Final Checklist Before Your Interview
Walk into the room knowing you can handle anything the interviewer throws at you. In the last 24 hours before your private equity interview, focus on these essentials:
- Memorize your core formulas — be able to calculate EBITDA, calculate free cash flow, and approximate IRR using shortcuts like the Rule of 72 or 114 without hesitation. In a paper LBO, speed and accuracy are critical.
- Be fluent in key value drivers — understand how capital expenditures, net debt, and purchase multiple assumptions affect enterprise value, equity value, and returns.
- Know your leverage math — be able to explain how the debt to equity ratio changes over the holding period, and why that impacts investor risk and IRR.
- Clarify the valuation basis — always confirm whether the analysis is on a debt-free basis or a cash-free basis, as it changes the equity value calculation and can lead to major mistakes if misunderstood.
If you can confidently run through each of these without notes, you’re positioned not just to pass the paper LBO but to impress your interviewer as someone who already thinks like an investor.
Conclusion: Why Mastering the Paper LBO Gives You an Edge
The paper LBO model isn’t about perfect math — it’s about demonstrating that you think like an investor under time pressure.
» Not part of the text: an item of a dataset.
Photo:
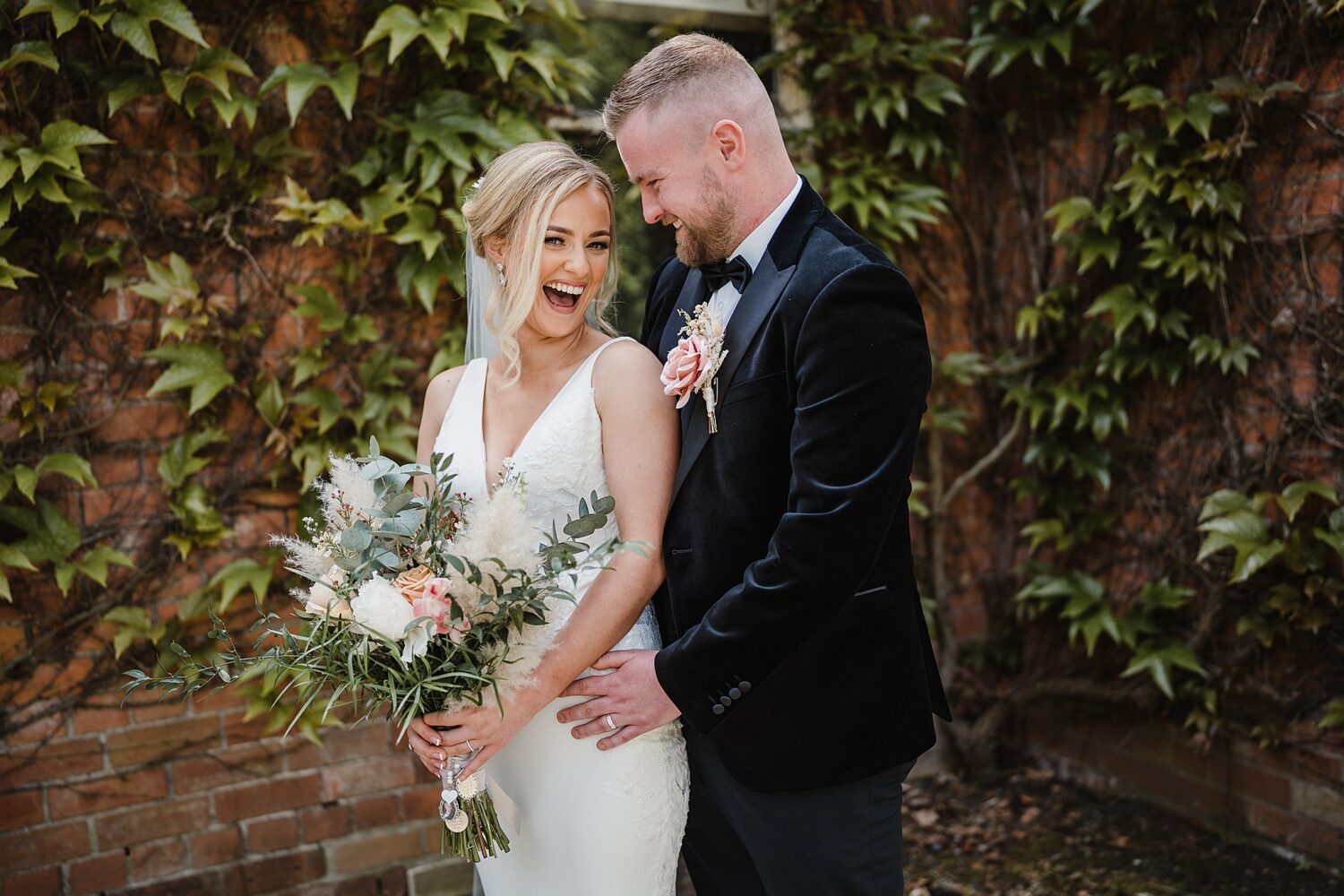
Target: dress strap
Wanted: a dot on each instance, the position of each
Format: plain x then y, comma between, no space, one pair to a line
460,433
By mastering the framework, practicing mental math, and presenting with clarity, you’ll separate yourself from the average candidate and show you’re ready to add value at a private equity firm from day one.
If you want to shortcut your learning curve, work with a top private equity coach who’s placed candidates at the top private equity firms. They’ll drill you on paper LBO prompts, review your paper LBO examples, and make sure your approach beats the competition every time. You can also check out private equity bootcamps and free events to unlock your full PE potential!
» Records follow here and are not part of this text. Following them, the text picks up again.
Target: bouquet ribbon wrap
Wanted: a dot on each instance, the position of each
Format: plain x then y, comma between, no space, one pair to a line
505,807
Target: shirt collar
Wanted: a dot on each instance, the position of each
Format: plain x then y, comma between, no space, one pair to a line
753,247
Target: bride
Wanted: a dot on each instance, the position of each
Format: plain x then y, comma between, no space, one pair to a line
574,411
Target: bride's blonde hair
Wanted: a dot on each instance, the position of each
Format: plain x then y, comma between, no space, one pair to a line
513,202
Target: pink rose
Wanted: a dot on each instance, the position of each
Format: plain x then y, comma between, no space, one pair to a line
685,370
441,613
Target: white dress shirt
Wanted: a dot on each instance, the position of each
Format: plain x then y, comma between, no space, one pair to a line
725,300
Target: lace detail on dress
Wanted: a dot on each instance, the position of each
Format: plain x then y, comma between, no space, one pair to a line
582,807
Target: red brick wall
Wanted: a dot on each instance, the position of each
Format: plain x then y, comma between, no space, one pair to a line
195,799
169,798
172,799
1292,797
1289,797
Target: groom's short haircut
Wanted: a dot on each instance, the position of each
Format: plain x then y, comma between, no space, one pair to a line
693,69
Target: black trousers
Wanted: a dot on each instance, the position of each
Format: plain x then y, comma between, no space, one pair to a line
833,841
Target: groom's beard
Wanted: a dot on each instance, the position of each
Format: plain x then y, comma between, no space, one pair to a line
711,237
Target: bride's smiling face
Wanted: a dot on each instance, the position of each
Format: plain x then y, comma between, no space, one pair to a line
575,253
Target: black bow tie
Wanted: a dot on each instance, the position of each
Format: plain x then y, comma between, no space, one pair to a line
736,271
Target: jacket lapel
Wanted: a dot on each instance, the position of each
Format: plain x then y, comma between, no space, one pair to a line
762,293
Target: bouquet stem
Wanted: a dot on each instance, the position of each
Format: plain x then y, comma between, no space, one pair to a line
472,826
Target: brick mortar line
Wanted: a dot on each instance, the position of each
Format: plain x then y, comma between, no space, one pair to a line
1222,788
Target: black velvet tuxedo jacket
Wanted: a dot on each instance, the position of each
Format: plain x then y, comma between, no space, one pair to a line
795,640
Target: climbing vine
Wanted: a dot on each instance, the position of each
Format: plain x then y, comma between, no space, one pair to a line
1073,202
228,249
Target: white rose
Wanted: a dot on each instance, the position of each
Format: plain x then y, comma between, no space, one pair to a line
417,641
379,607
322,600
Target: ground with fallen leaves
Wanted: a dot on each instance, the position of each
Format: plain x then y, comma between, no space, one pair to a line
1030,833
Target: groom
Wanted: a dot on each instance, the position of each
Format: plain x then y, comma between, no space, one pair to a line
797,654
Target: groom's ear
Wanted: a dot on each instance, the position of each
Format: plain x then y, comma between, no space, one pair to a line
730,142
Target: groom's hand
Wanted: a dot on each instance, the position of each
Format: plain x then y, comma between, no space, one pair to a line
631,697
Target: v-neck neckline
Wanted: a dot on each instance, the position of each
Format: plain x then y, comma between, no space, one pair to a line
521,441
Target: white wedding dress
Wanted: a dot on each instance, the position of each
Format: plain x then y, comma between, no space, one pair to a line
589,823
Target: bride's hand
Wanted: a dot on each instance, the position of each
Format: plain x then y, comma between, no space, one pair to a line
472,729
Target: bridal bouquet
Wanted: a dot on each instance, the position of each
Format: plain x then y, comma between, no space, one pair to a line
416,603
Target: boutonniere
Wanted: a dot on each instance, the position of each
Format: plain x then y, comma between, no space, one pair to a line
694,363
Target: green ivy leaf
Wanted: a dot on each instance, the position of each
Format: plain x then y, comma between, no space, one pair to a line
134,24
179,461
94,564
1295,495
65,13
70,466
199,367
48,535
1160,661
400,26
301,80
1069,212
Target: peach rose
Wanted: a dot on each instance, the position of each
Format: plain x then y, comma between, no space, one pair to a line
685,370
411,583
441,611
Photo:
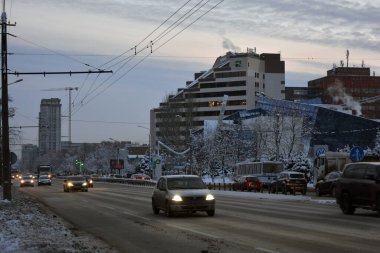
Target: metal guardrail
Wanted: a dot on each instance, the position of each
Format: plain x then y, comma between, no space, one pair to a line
228,187
148,183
See: The 10 Best Private Equity Career Coaches for Interview Prep & Training
Read these next:
- Top Skills You Need to Break Into Private Equity
- 50+ Most Common PE Interview Questions & Answers (Behavioral/Technical)
- How to Ace Your Blackstone Interview
- The 10 Best Questions to Ask Your Interviewer in a Private Equity Interview
- Finance Internships for College & High School Students
- The Best Venture Capital & Private Equity Newsletters and Podcasts
- Private Equity Case Study Guide: Example & Practice
- Private Equity Resume Guide (With Template & Example)
FAQs
What’s the easiest way to explain a paper LBO to someone new?
- Think of it as a simplified leveraged buyout you do on paper instead of in Excel. You estimate returns using just a few assumptions, basic math, and a clear structure. The goal is speed and clarity, not perfection.
How do I know what numbers to use in a paper LBO?
- The interviewer will give you a prompt with key details, such as purchase price or multiple, EBITDA, debt terms, tax rate, and maybe growth or CapEx. If something’s missing, ask for it. In real interviews, clarifying assumptions is part of the test.
What’s the fastest way to calculate IRR in a paper LBO?
- Use mental math shortcuts like the Rule of 72 or 114. For example, if your MOIC is 2.0x over 5 years, divide 72 by 5 for a quick ~15% IRR estimate.
How much detail should I show in my paper LBO?
- Only what drives the returns. Show transaction assumptions, a mini income statement, free cash flow, debt paydown, and exit equity value. Don’t build extra schedules you don’t need — you’ll run out of time and risk errors.
What’s the difference between enterprise value and equity value in a paper LBO?
- Enterprise value is the total value of the business (debt + equity). Equity value is what’s left for equity holders after subtracting net debt from enterprise value. The difference matters because equity value is what drives MOIC and IRR.
How can I get better at paper LBOs quickly?
- Time yourself doing realistic prompts. Start with examples from training materials or past interviews, then practice until you can finish in 8–10 minutes. Get feedback from someone who’s worked in PE so you know what’s realistic and what’s overcomplicated.